Tuesday, 18 November 2014
Human trafficking was the subject of a one-day conference held at the University of Worcester.
The University’s National Centre for the Study and Prevention of Violence and Abuse (NCSPVA) hosted the conference, which included speakers from the Gangmasters Licensing Authority, South Wales Police and West Mercia Rape and Sexual Abuse Support Centre.
Ruth Jones OBE the Founding director of the NCSPVA said: “This event was very important as it formally marked the Centre’s work around a cross section of issues related to human trafficking. It was also very timely being conjunct with the Anti-Slavery Day.”
Dr Gabriela Misca, Senior Lecturer in Psychology and Researcher in the NCSPVA, who coordinated the day’s presentations, added: “The key-note presentations addressed various aspects of human trafficking, including trafficking for labour and the role of Gangmasters Licensing Authority in preventing this; and trafficking for sexual exploitation and the role of family.
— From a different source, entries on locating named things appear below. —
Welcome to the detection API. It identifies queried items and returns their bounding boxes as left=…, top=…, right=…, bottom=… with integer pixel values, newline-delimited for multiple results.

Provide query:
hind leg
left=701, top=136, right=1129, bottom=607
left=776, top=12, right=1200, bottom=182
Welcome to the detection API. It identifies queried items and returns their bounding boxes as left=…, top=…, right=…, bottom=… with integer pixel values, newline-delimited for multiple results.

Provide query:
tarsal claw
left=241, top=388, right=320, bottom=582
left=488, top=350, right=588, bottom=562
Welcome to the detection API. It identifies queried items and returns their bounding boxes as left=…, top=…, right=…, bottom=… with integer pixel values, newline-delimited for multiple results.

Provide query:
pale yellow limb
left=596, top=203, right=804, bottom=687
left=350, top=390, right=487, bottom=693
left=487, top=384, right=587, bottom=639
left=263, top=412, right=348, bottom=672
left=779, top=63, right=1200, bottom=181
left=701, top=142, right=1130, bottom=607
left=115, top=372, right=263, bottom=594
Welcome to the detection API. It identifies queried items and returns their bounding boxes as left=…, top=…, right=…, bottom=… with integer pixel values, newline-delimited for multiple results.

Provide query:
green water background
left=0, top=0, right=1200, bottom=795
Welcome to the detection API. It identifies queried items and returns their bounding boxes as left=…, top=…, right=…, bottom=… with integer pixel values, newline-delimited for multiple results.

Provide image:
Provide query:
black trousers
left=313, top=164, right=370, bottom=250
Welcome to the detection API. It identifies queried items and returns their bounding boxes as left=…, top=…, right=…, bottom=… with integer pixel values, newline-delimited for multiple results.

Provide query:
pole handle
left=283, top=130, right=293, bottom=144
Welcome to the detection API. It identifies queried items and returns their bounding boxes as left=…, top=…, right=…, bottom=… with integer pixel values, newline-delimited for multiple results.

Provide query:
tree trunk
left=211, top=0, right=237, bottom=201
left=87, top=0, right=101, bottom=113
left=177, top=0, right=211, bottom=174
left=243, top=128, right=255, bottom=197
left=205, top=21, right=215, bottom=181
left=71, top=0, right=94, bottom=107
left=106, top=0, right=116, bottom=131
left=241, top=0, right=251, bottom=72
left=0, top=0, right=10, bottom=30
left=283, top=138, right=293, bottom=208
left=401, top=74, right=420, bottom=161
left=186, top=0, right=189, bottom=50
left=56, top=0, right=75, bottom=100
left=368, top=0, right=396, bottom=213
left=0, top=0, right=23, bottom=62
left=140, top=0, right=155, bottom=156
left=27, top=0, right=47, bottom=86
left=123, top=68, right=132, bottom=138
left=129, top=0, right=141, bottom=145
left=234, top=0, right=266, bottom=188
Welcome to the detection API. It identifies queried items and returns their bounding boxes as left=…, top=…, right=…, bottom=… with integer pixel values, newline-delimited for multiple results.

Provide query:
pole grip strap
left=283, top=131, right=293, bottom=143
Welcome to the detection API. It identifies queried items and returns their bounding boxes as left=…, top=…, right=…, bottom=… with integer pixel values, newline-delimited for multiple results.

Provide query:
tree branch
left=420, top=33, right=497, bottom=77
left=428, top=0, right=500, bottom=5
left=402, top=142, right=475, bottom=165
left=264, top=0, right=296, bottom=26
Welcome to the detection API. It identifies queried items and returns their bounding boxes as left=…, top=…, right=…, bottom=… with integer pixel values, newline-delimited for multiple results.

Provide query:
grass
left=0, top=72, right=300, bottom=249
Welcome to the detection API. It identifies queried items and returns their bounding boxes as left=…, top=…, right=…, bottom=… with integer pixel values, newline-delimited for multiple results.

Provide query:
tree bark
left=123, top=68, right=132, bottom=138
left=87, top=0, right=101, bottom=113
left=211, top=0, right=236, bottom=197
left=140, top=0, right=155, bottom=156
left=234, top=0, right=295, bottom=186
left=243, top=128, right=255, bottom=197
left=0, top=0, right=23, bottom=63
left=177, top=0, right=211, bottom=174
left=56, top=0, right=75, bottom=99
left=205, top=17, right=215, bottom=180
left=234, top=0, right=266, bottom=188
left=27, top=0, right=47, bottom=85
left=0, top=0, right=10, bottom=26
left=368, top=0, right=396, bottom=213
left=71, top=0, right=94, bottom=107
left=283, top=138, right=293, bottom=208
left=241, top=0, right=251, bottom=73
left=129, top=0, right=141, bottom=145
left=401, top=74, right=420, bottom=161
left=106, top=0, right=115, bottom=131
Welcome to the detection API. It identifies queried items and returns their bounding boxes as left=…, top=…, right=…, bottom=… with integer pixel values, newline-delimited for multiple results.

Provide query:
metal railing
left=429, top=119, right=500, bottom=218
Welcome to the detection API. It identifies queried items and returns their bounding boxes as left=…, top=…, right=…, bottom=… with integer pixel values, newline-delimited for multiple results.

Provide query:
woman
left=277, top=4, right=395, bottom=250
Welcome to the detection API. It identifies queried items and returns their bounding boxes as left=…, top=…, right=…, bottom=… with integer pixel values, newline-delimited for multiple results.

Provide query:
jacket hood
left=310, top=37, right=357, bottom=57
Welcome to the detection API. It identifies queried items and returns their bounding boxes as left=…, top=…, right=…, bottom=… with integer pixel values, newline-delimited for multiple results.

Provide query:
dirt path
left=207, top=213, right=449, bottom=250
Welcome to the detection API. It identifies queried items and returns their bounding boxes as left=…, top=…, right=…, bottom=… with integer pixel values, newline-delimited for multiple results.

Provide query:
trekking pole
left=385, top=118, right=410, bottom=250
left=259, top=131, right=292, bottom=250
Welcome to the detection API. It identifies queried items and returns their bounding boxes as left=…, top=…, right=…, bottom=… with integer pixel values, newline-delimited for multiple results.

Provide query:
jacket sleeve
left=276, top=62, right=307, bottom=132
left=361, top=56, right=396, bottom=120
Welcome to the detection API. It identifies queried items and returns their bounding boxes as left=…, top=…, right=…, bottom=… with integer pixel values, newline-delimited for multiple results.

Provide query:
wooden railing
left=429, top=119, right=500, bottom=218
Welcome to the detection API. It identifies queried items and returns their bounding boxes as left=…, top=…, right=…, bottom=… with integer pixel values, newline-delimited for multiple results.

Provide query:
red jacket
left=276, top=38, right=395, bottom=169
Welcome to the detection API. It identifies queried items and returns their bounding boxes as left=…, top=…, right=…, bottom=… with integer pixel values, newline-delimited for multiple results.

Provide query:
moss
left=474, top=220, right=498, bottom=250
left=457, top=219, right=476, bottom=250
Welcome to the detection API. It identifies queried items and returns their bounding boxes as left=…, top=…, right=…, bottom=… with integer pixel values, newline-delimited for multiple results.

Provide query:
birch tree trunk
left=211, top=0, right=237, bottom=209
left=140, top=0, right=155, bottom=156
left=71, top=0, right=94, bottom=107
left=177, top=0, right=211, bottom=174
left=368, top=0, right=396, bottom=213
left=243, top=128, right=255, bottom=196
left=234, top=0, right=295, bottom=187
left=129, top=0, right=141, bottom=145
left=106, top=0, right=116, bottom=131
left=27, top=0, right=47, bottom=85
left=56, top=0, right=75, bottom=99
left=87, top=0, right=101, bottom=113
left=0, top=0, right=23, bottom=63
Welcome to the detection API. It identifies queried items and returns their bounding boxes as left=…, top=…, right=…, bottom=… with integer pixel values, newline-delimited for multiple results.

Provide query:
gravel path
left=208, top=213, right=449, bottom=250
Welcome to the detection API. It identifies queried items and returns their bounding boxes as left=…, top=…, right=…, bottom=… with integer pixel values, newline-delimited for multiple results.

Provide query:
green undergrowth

“It brought together good practice examples from a variety of agencies such as Police, and Non-Governmental Organisations such as Sandwell Women’s Aid and West Mercia Rape and Sexual Abuse Support Centre, and provided an overview of the magnitude of the phenomenon in the UK and Europe. In addition, the keynotes addressed the phenomenon of trafficking from the perspective of sources countries, with a focus on Romania, which represents a major source of human trafficking victims in Europe and the UK.”
Data from 2013 shows that in the UK there were 1,128 identified victims of trafficking for sexual exploitation, 743 victims trafficked for labour exploitation and 249 victims trafficked for criminal exploitation and 230 for domestic servitude. The top three countries of origins for trafficked victims in 2013 were Romania (307 identified trafficking victims), Poland (239 victims) and the UK, where 193 trafficked victims were identified, highlighting that human trafficking does not always occur cross-border.